The more I get into this bread thing, the more I am convinced the long held and wide spread belief that bread making is time-consuming, tedious, and a chore is really an old wives tale.  Personally, I think it is very easy, and kinda fun.  Now, if your microwave idea speeds up the rising time, tat will further simplify the process.


----------



## mudbug (Sep 27, 2004)

I agree, oldcoot.  Don't make much bread myself, but the few times I have I found it enjoyable and relaxing, with usually pretty good results.

Just think back to the pioneer days. With all the other stuff those women had to do in and out of the kitchen, they still managed to crank out the daily bread.  No worries about moisture content, right amount of yeast, etc.


----------



## Audeo (Sep 28, 2004)

Just a note of thanks here.  Goodweed, OldCoot...I have really gained a lot from you in this post.  I make bread often (3-4 times a week) and you have helped me more in this discussion than you know.  Thank you!


----------



## Chief Longwind Of The North (Sep 29, 2004)

In the short time I've known and shared recipes on this site, I have found extraordinary people with open and quick minds.  I do well with bread, but am not as good as I'd like to be.  Sometimes, as with the pigs in the blanket, the bread comes out very good.  Other times, I have been stuck with very heavy, even plastic textured bread (expecially when trying to make low-wheat varieties).

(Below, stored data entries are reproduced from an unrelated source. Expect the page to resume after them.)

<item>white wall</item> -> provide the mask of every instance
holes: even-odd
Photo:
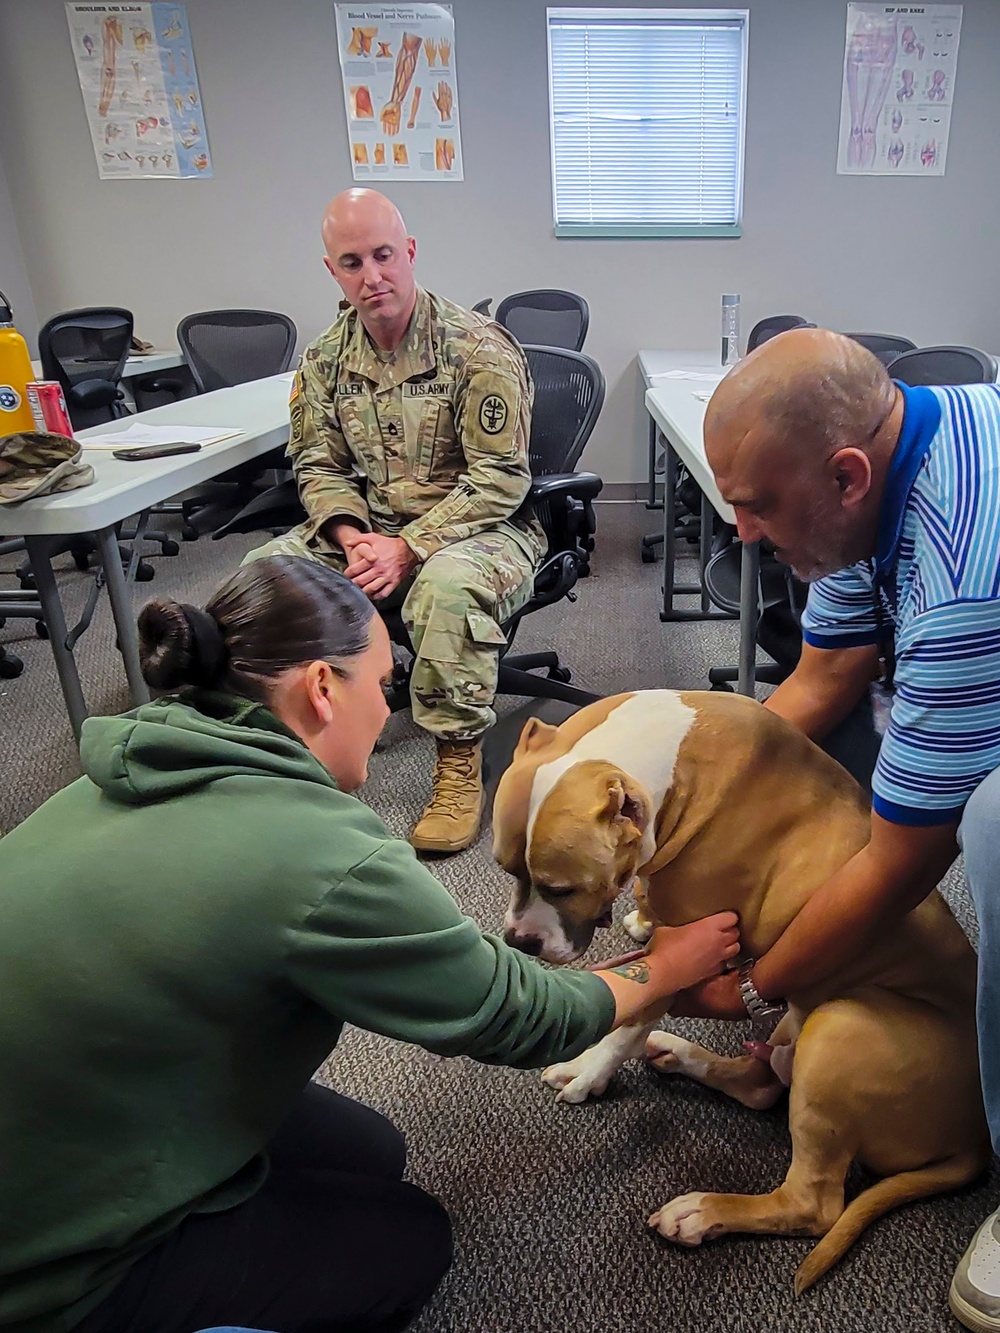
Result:
[[[0,291],[14,308],[14,322],[28,340],[32,355],[36,351],[38,316],[31,294],[28,270],[21,251],[21,237],[14,217],[14,205],[0,158]]]
[[[0,158],[38,314],[127,305],[140,336],[169,342],[188,311],[262,305],[310,337],[338,295],[319,218],[351,183],[332,0],[187,8],[215,179],[102,182],[62,0],[0,0]],[[741,240],[553,238],[544,0],[454,0],[466,180],[389,191],[425,285],[470,305],[532,286],[587,297],[608,377],[587,462],[608,481],[644,473],[636,350],[714,345],[723,291],[742,292],[744,331],[795,311],[1000,350],[1000,4],[965,0],[948,171],[930,180],[835,174],[842,0],[749,8]]]

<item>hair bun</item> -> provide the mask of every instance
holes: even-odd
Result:
[[[148,602],[139,613],[139,657],[143,678],[155,690],[211,689],[229,664],[215,617],[169,597]]]

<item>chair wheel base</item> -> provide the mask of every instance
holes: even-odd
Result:
[[[35,621],[35,637],[38,639],[47,639],[49,637],[49,627],[44,620]]]
[[[735,694],[735,693],[736,693],[736,691],[733,689],[732,685],[726,685],[726,684],[725,684],[724,682],[722,682],[722,681],[720,681],[718,685],[709,685],[708,688],[709,688],[710,692],[713,693],[713,694]]]
[[[136,583],[148,583],[155,573],[156,570],[152,565],[145,560],[140,560],[135,569],[135,581]]]
[[[161,542],[160,550],[164,555],[176,555],[181,548],[176,542]]]
[[[651,550],[648,546],[644,546],[642,548],[642,563],[644,565],[655,565],[656,561],[657,561],[656,551]]]
[[[13,653],[5,653],[0,657],[0,680],[16,680],[24,670],[24,663]]]
[[[573,679],[573,673],[570,671],[569,667],[554,666],[549,667],[548,677],[549,680],[559,680],[562,681],[564,685],[568,685]]]

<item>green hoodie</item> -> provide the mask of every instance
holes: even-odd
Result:
[[[524,1068],[614,1017],[465,917],[266,709],[91,718],[0,840],[0,1328],[71,1328],[231,1207],[344,1023]]]

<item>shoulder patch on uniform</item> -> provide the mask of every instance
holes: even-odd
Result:
[[[364,398],[367,392],[368,386],[364,380],[349,380],[346,384],[337,385],[339,398]]]
[[[487,435],[499,435],[508,415],[507,403],[498,393],[488,393],[479,404],[479,424]]]
[[[403,385],[403,397],[447,398],[454,387],[448,380],[407,380]]]
[[[299,377],[298,375],[296,375],[295,378],[292,380],[292,392],[288,395],[289,407],[291,407],[292,403],[295,402],[298,396],[299,396]]]

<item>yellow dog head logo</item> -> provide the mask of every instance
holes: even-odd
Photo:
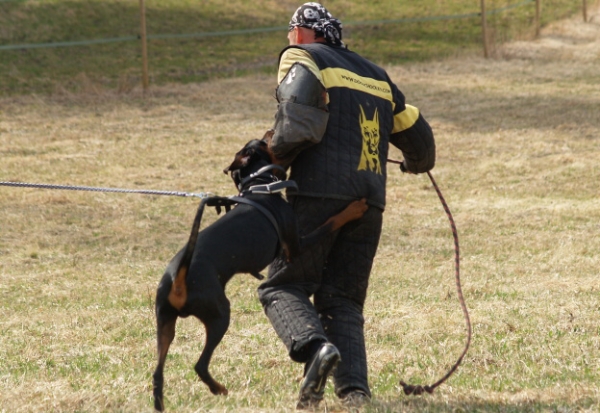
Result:
[[[360,106],[359,123],[363,141],[358,170],[375,172],[381,175],[381,162],[379,161],[379,113],[377,109],[375,109],[373,119],[367,119],[365,110]]]

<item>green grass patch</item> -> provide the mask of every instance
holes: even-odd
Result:
[[[518,0],[487,2],[490,11]],[[252,73],[273,74],[286,31],[214,37],[186,35],[285,27],[300,3],[264,1],[146,2],[150,81],[188,83]],[[374,5],[334,0],[327,7],[343,22],[346,42],[380,64],[424,61],[481,49],[479,17],[472,1],[417,3],[378,1]],[[577,2],[544,2],[543,23],[578,10]],[[533,3],[489,16],[493,42],[531,37]],[[442,18],[445,17],[445,18]],[[450,17],[449,19],[447,19]],[[385,20],[430,19],[381,23]],[[378,23],[380,22],[380,23]],[[111,1],[0,2],[0,46],[43,45],[0,50],[0,93],[89,92],[99,88],[127,92],[140,85],[141,46],[138,3]],[[169,35],[168,38],[160,38]],[[183,37],[177,37],[183,36]],[[66,47],[49,43],[115,42]],[[118,39],[123,39],[118,41]]]

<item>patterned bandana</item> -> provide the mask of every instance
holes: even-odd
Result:
[[[319,3],[304,3],[298,7],[292,20],[290,20],[289,29],[294,27],[305,27],[312,29],[317,35],[322,35],[327,43],[336,46],[343,46],[342,42],[342,22],[336,19]]]

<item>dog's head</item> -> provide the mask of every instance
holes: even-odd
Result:
[[[268,150],[268,140],[272,136],[272,131],[265,133],[263,139],[252,139],[244,147],[235,154],[233,162],[227,168],[223,169],[225,174],[231,173],[231,178],[235,186],[239,188],[242,180],[251,173],[258,171],[266,165],[272,164],[272,159]],[[279,179],[285,179],[278,176],[279,171],[273,171],[273,174]]]

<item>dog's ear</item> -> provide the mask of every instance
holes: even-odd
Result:
[[[273,135],[275,135],[275,129],[268,129],[264,136],[262,137],[262,141],[268,145],[271,144],[271,140],[273,139]]]
[[[251,157],[251,155],[240,155],[240,153],[238,152],[235,155],[235,159],[233,160],[231,165],[229,165],[227,168],[223,169],[223,173],[225,173],[225,175],[227,175],[227,173],[229,173],[231,171],[237,171],[239,169],[242,169],[243,167],[248,165],[248,162],[250,161],[250,157]]]
[[[256,149],[253,146],[246,144],[242,150],[235,154],[235,158],[233,158],[231,165],[223,169],[225,175],[227,175],[227,173],[230,171],[237,171],[245,166],[248,166],[248,162],[250,162],[250,159],[255,152]]]
[[[283,166],[284,168],[287,169],[290,166],[290,164],[292,163],[292,161],[294,160],[295,155],[288,156],[286,158],[278,158],[277,155],[275,155],[273,153],[273,150],[271,149],[271,141],[273,140],[274,135],[275,135],[275,129],[268,129],[265,132],[265,135],[263,136],[263,138],[261,139],[261,142],[266,144],[265,149],[267,151],[267,154],[269,155],[271,163],[275,164],[275,165]],[[277,173],[275,175],[277,175]],[[285,176],[284,176],[284,178],[281,178],[281,177],[279,177],[279,178],[285,179]]]

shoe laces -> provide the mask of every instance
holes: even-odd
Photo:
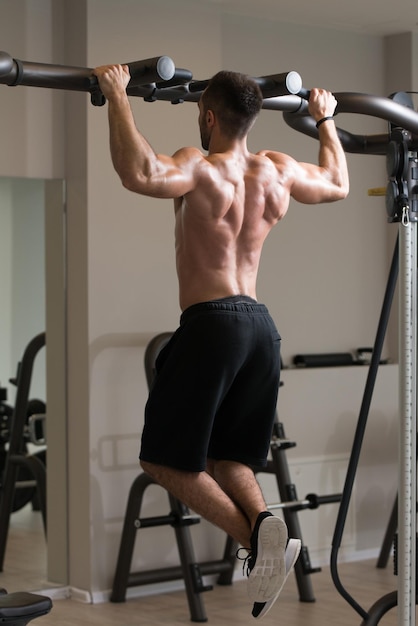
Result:
[[[243,552],[245,553],[243,555]],[[237,557],[237,559],[239,561],[243,561],[242,564],[242,573],[243,575],[250,575],[251,570],[254,567],[254,563],[253,563],[253,558],[252,558],[252,554],[250,551],[247,550],[247,548],[238,548],[238,550],[235,553],[235,556]]]

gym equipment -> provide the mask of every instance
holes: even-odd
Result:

Multi-grain breads come out pretty good.

And as I stated in my post, the key part of the process for me was the stickiness of the dough.  That textile feel ldt me know that there was enough moisture in the doug.  Also, I measured about three tbs. oil per cup of flour to insure a moist final product.  The raw dough texture info was given me by Old Coot in his posting.  At one time, I knew that.  But over the years, I forgot.

And Audeo, you are very welcome.

Seeeeeya; Goodweed of the North


----------